Es gibt in der Walliser-Schweiz aber auch einen Basler-Teil…

«Ja. Zu Ehren von Selmeli Ratti. Das Popcorn-Selmeli, wie es die Basler genannt haben, hat sicher über 600 Reisen mit Bedürftigen oder Behinderten zu uns unternommen. Eines Tages stand es einfach da – in seiner Basler Tracht. Und mit der unverkennbar scherbelnden Stimme: «Wo isch dr Chef?!»

Mein Bruder wurde gerufen. Und Selmeli zeigte auf seinen alten Autobus: «Das sind alles Behinderte – willst du ­denen eine Freude machen …?»

«Das war der Anfang einer grossen Freundschaft. Im letzten Jahr, mit 94 Jahren, hat es uns das letzte Mal besucht. Ich bin mir nicht sicher, ob es alles noch mitbekommen hat – wir haben Selmeli in sein Haus mit den alten Puppen und den wunderbaren Puppenkleidern, die es uns ­überlassen hat, geführt. Es sass in seinem Rollstuhl. Und in seinem Gesicht war ein Lächeln. Es hat uns alle unglaublich berührt – das Selmeli ist ein Stück unserer Europa-Park-Geschichte…»

Man sagt der Europa-Park sei heute mit fast fünf Millionen Besuchern pro Jahr das meistbesuchte Tourismusziel in Deutschland?

«Nun. Stimmt nicht ganz. Das zweitmeiste. Der Kölner Dom steht an erster Stelle…»
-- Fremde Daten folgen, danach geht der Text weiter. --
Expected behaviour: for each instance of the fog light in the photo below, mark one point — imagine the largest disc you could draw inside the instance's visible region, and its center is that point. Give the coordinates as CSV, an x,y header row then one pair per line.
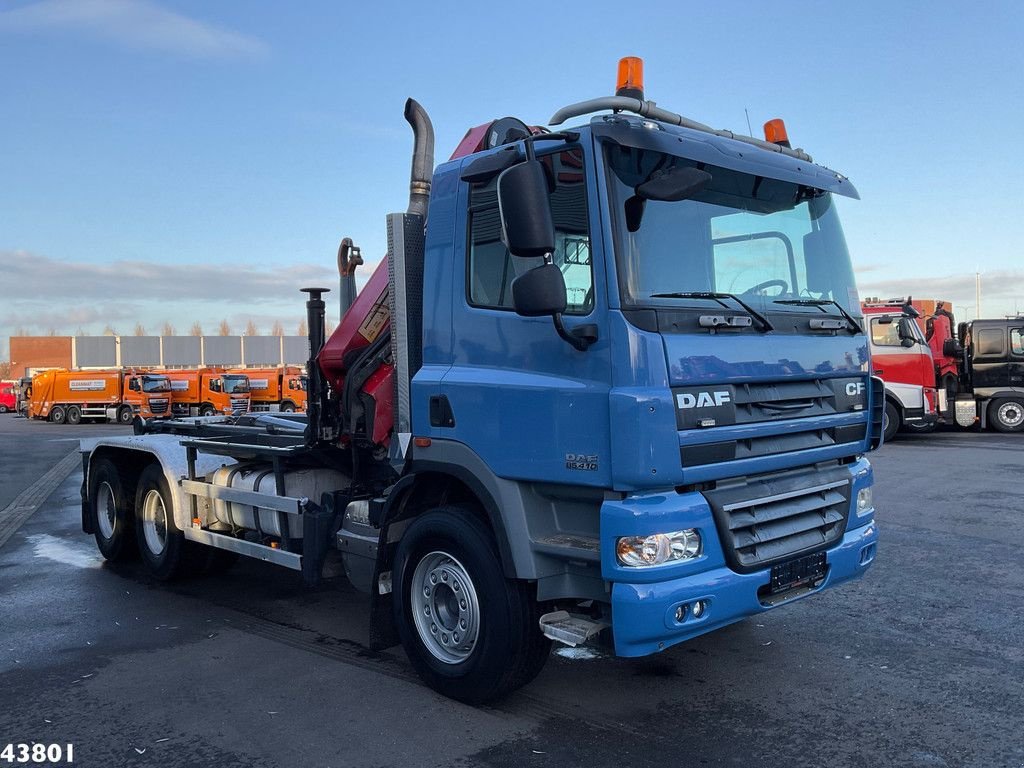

Nun gut – aber ihr seid der besucherstärkste saisonale Freizeitpark weltweit.

«Ja. Das stimmt. Natürlich gibt es das Tivoli, den Prater in Wien, den Luna-Park in Rom – aber das sind Städte-Parks. Zu uns reisen die Leute extra hin. Das ist der Unterschied. Und wenn sie hierher kommen, wollen sie auch etwas länger bleiben. Deshalb haben wir fünf Vier-Sterne-Hotels und ein Camp-Ressort gebaut. So können 4500 Gäste übernachten…»

Wie hoch ist die Auslastung?

«Über 90 Prozent...»

Das sind Zahlen, von denen andere Hoteliers träumen.

«… es bringt aber auch einen enormen Erwartungsdruck mit sich. Wir müssen jede Saison zwischen November und ­Ostern frisch renovieren. Der Verschleiss ist recht hoch. Die Touristen, die uns besuchen, erwarten eine Märchenwelt, in der alles perfekt funktioniert...»

Dazu braucht es viele, viele Hände…

«Ja. Über 3500 Angestellte während einer Saison mit Saisonarbeitern, dazu rund hundert Auszubildende – wir sind dennoch eine grosse, kleine Familie. Alle ziehen am selben Strang. Familienmitglieder und Mitarbeiter. Deshalb wohnen wir auch hier auf dem Gelände … mein Bruder mit seiner Familie, ich mit meiner. Wir wollten das auch nie anders. Wir haben das von zu Hause so mitbekommen…»

Und das heisst?

«Nun. Der Wagen-, Karussell- und Bahnenbau fand vor unserer Stube statt. Mein Vater ging auch an Feiertagen in sein Büro. Und wenn meine Mutter sich beklagte, ‹nicht einmal an einem Sonntag bist du daheim›», lachte er nur; «aber ich bin doch da…»

Apropos – ihr seid eines der letzten grossen Familienunternehmen. Das ist heute schwierig. Kein Börsengang in Sicht?

«Das werden wir immer wieder gefragt. Aber da sind wir unisono dagegen. Als Familienunternehmen sind wir beweglich. Wir können Entscheidungen sofort treffen – das ist speziell in einem Betrieb wie unserem, der schnell lebt und innovativ sein muss, sehr wichtig. Die Macks wollen nicht von Aktionärsstimmen abhängig sein, die nur den Reingewinn am Jahresende sehen…»

Aber ihr wächst und wächst. Jetzt ist auch China Kunde von euren Bahnen…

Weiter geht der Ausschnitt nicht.